From The New Yorker:
Elif Batuman: One of my most memorable encounters with Shakespeare took place in the Taurus Mountains, in 2012, where I was reporting a story about the Arslanköy Women’s Theatre Group, a rural Turkish theatre company, founded in 2000 by Ümmiye Koçak, a forty-four-year-old farmworker with a primary-school education. Koçak wrote most of the group’s plays herself—they were about village life—but she was also really proud of having once played the title role in her own adaptation of “Hamlet,” titled “Hamit,” in 2009. Hugely popular in the village of Arslanköy, “Hamit” went on to tour several Turkish cities. They staged the graveyard scene using pumpkins for skulls. The women still talked about “Hamlet” all the time—about what Hamlet’s problem had been.

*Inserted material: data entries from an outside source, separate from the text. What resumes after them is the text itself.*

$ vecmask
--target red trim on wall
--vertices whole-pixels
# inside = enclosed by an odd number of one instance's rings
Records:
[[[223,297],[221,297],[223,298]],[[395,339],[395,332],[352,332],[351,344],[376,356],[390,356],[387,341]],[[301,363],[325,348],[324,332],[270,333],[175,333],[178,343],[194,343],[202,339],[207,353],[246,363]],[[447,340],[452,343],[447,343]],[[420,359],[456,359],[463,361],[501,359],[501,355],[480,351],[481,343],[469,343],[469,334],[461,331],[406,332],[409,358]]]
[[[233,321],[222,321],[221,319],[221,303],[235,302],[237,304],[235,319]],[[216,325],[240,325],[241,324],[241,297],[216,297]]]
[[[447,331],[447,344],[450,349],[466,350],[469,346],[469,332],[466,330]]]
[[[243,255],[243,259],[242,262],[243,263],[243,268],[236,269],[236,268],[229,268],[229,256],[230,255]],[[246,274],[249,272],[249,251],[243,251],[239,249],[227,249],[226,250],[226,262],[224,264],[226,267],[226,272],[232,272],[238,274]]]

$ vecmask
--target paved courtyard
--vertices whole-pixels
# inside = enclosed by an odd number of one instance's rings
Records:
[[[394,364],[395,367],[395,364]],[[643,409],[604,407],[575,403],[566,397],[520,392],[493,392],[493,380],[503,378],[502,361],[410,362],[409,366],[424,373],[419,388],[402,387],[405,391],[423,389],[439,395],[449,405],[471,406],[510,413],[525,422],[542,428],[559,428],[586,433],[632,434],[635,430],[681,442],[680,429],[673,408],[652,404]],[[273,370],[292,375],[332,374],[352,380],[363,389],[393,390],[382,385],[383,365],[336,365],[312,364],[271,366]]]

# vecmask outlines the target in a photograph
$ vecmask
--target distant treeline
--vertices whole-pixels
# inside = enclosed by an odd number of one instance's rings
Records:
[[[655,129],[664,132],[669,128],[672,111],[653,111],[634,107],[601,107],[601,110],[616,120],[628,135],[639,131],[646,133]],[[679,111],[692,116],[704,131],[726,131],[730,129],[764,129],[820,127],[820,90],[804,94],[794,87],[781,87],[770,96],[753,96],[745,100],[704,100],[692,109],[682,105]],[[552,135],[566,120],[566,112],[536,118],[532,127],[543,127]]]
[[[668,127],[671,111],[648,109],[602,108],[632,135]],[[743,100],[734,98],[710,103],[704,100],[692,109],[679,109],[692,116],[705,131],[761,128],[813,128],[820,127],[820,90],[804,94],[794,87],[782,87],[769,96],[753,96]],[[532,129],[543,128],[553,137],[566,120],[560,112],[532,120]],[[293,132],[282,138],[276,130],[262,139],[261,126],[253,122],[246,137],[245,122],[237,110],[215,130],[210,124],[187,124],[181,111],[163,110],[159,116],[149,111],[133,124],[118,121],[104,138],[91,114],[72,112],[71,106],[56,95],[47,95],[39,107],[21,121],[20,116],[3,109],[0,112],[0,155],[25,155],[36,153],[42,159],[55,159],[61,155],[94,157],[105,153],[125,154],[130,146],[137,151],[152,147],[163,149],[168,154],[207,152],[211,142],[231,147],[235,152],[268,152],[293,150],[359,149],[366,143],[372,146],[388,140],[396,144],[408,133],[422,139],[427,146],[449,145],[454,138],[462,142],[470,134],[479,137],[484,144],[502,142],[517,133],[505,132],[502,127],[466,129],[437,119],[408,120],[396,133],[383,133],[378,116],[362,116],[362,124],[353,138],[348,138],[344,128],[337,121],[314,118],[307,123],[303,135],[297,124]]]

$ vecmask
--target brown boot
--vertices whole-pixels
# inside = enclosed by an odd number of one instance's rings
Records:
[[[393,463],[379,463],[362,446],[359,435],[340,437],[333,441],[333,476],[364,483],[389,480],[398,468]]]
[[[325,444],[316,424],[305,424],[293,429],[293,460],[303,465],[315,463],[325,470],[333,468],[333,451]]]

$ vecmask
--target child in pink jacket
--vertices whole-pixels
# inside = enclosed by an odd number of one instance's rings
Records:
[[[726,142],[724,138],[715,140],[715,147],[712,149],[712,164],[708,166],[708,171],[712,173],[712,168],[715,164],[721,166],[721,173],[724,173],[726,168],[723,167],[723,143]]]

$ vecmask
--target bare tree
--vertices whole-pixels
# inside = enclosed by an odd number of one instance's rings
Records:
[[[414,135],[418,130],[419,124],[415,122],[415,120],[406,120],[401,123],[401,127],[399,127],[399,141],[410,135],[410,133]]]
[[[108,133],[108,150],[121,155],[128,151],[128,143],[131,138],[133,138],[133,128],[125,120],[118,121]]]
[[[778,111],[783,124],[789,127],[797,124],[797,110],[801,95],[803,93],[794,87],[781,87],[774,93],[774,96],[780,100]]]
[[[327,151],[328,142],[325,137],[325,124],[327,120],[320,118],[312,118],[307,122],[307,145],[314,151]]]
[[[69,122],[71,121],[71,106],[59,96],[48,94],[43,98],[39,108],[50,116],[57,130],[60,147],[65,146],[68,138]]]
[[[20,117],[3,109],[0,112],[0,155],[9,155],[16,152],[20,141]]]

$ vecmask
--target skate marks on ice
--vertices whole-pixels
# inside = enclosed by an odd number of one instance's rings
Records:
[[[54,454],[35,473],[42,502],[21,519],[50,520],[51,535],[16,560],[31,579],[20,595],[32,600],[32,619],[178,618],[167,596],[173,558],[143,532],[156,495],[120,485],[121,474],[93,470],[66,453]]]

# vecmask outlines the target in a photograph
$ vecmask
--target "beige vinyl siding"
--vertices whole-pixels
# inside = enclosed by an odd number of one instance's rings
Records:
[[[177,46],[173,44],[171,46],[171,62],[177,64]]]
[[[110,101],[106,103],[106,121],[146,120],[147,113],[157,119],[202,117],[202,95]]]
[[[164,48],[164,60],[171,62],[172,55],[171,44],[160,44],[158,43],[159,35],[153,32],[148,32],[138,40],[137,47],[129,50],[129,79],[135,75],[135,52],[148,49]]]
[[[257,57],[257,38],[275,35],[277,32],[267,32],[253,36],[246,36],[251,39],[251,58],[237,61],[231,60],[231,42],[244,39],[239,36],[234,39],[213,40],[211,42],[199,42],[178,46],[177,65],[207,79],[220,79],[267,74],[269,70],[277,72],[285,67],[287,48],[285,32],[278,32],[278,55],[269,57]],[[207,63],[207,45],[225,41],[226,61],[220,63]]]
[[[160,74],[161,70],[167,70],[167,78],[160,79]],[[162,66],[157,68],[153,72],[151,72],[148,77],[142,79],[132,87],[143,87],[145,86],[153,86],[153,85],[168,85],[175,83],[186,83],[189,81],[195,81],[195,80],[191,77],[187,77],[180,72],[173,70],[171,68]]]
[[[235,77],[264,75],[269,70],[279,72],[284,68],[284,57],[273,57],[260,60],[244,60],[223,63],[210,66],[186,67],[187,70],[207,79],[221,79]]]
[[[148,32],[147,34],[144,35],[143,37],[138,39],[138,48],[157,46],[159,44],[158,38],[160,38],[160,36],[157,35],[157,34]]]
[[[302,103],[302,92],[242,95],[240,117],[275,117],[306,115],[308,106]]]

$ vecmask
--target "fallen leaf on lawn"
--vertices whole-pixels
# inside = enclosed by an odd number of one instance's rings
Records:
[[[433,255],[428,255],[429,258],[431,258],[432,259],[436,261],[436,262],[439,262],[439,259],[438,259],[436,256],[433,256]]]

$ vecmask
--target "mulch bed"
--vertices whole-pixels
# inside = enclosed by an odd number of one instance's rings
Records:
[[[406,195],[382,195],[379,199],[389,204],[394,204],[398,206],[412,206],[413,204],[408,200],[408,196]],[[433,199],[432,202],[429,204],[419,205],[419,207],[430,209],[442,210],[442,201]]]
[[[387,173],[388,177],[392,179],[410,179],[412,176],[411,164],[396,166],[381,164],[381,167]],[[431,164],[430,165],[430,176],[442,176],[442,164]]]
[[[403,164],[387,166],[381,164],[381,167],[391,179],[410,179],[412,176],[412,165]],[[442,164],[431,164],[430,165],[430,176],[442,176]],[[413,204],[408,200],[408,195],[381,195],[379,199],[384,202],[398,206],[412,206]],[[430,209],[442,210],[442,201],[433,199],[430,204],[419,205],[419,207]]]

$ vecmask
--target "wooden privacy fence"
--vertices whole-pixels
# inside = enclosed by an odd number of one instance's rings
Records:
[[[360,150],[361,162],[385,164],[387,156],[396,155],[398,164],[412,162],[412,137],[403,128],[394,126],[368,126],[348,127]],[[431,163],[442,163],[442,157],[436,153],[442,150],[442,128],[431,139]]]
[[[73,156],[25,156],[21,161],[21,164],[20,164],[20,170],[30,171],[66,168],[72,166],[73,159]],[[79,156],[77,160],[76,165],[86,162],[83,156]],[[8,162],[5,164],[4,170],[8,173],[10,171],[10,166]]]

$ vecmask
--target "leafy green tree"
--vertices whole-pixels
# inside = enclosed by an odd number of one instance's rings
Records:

Anyway, one night, after I had been hanging out with Koçak and the village women, who were shooting their first feature-length movie (based on a script by Koçak), I drove back to the hotel where I was staying, in the nearby city of Mersin. It was a weirdly fancy hotel, with a glass globe on the ceiling that could light up in all different colors—you controlled it with a remote control. It could change to something like thirty-six different colors, and there was a strobe function. I remember lying on the bed under pulsing disco lights, eating a fruit basket that someone had sent to my room by mistake, and buying “Hamlet” on my Kindle, just to see what in there had been so captivating to the village women.
To be honest, a tiny part of me had worried that they were only (“only”) excited about “Hamlet” because it was famous, and Western, and the very opposite of what people in their village thought that they, Turkish peasant women, were capable of. But when I reread “Hamlet” after spending a few days with the women, and read some of the other plays that Koçak had written, it was immediately clear what had resonated for them.